CARACAS (Reuters) - Whether they’ve been naughty or nice, Venezuelan children might be stuck without Christmas presents this year.
A shortage of hard currency in recent months has left the OPEC nation struggling to ensure supplies of wheat flour, toilet paper, and even wine for church services.
Toy importers have received only one month’s worth of dollars from the country’s currency control system so far this year. If the situation continues, they could fail to meet year-end demand, a toy industry group warned on Wednesday.

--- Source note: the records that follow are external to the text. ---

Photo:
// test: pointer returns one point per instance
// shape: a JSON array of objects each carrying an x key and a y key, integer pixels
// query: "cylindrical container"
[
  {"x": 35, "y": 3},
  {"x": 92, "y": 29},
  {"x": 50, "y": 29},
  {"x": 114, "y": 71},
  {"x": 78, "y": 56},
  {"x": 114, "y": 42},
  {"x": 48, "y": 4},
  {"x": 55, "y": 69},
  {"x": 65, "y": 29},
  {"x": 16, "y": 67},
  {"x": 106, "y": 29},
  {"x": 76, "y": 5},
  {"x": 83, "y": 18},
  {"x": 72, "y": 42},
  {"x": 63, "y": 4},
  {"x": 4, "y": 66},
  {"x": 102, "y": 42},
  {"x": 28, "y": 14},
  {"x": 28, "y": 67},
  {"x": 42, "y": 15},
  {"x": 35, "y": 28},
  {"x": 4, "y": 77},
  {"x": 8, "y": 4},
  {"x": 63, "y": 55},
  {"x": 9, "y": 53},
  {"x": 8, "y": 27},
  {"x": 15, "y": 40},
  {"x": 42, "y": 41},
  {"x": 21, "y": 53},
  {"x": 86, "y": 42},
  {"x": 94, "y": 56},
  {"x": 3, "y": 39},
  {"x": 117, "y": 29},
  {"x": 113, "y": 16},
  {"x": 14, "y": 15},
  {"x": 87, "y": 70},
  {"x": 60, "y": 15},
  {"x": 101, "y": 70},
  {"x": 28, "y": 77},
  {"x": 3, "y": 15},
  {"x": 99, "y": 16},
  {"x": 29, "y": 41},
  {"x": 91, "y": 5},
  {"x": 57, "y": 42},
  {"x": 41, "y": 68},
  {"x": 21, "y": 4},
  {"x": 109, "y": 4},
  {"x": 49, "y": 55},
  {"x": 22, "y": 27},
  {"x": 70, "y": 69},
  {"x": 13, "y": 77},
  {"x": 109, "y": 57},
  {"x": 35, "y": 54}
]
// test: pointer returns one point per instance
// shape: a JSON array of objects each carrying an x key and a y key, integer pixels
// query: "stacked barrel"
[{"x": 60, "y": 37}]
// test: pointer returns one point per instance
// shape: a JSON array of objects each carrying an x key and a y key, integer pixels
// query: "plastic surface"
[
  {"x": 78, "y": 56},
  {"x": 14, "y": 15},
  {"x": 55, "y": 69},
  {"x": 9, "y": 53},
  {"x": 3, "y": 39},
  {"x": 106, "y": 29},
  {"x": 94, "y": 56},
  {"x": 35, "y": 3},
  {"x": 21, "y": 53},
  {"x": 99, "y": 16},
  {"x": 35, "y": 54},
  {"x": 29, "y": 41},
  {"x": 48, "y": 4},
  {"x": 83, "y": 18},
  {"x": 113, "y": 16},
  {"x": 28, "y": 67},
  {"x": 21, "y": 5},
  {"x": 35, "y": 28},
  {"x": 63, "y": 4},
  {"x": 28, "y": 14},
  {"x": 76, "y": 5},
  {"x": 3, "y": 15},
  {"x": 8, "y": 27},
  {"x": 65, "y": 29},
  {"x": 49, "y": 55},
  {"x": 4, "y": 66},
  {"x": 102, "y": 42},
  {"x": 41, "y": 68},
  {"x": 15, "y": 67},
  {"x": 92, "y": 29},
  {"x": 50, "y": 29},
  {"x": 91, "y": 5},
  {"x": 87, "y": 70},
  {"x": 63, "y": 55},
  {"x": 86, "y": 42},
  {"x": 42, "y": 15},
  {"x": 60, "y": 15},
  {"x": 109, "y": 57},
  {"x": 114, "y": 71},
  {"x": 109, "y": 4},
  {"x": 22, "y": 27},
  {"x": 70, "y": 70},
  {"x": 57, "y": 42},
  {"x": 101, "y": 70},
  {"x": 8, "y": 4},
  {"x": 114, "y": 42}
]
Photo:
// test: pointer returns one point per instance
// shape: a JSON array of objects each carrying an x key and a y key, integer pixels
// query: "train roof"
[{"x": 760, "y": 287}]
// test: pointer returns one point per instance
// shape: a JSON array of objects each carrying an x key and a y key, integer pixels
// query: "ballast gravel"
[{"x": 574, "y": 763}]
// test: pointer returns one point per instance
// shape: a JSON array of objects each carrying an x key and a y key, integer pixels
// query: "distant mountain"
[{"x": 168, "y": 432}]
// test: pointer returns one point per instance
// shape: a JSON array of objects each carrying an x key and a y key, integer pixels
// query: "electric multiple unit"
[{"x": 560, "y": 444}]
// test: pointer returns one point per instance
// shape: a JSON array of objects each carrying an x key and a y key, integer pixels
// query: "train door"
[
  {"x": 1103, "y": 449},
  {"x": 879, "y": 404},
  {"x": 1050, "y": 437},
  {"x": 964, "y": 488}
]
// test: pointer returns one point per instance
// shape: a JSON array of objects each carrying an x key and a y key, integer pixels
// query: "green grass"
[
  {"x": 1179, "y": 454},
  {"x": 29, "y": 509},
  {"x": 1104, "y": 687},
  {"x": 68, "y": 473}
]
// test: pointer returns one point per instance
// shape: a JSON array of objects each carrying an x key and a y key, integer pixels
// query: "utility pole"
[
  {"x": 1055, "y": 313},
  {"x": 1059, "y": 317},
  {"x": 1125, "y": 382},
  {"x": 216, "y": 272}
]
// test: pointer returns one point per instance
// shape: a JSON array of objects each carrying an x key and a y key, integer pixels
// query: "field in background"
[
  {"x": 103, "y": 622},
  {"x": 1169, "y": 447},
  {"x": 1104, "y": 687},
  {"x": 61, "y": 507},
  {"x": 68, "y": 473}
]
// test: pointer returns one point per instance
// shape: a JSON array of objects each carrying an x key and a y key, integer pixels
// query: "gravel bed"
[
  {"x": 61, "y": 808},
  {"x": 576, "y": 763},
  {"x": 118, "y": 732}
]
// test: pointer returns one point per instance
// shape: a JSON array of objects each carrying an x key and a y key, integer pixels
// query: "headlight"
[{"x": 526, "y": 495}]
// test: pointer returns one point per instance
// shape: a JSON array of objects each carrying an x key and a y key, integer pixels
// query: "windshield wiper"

“We’re at our limit. If the government doesn’t solve this problem, there are not going to be toys during Christmas,” said Juan Francisco Gonzalez of the industry group.
Venezuela’s decade-long currency control, created by late socialist leader Hugo Chavez, has created a bottleneck for importers in the oil-dependent nation.
A representative at the currency control agency said no one was available to comment.
Supporters of President Nicolas Maduro blame the product shortages on hoarding by unscrupulous merchants and biased media coverage that leads to panic buying.
Importers must start the cumbersome task of buying Christmas toys by mid-year. The process involves placing orders with Chinese manufacturers, getting the toys shipped and moving them through the country’s notoriously slow customs procedures, Gonzalez said.
Supplies are already running low and distributors say they are struggling to offer variety, he said.
“We understand that toys are not essential goods like food and medicine. But can you imagine Christmas without toys?” said Yelitza Moreno, a toy store owner in Caracas. “That wouldn’t even happen in a horror movie.”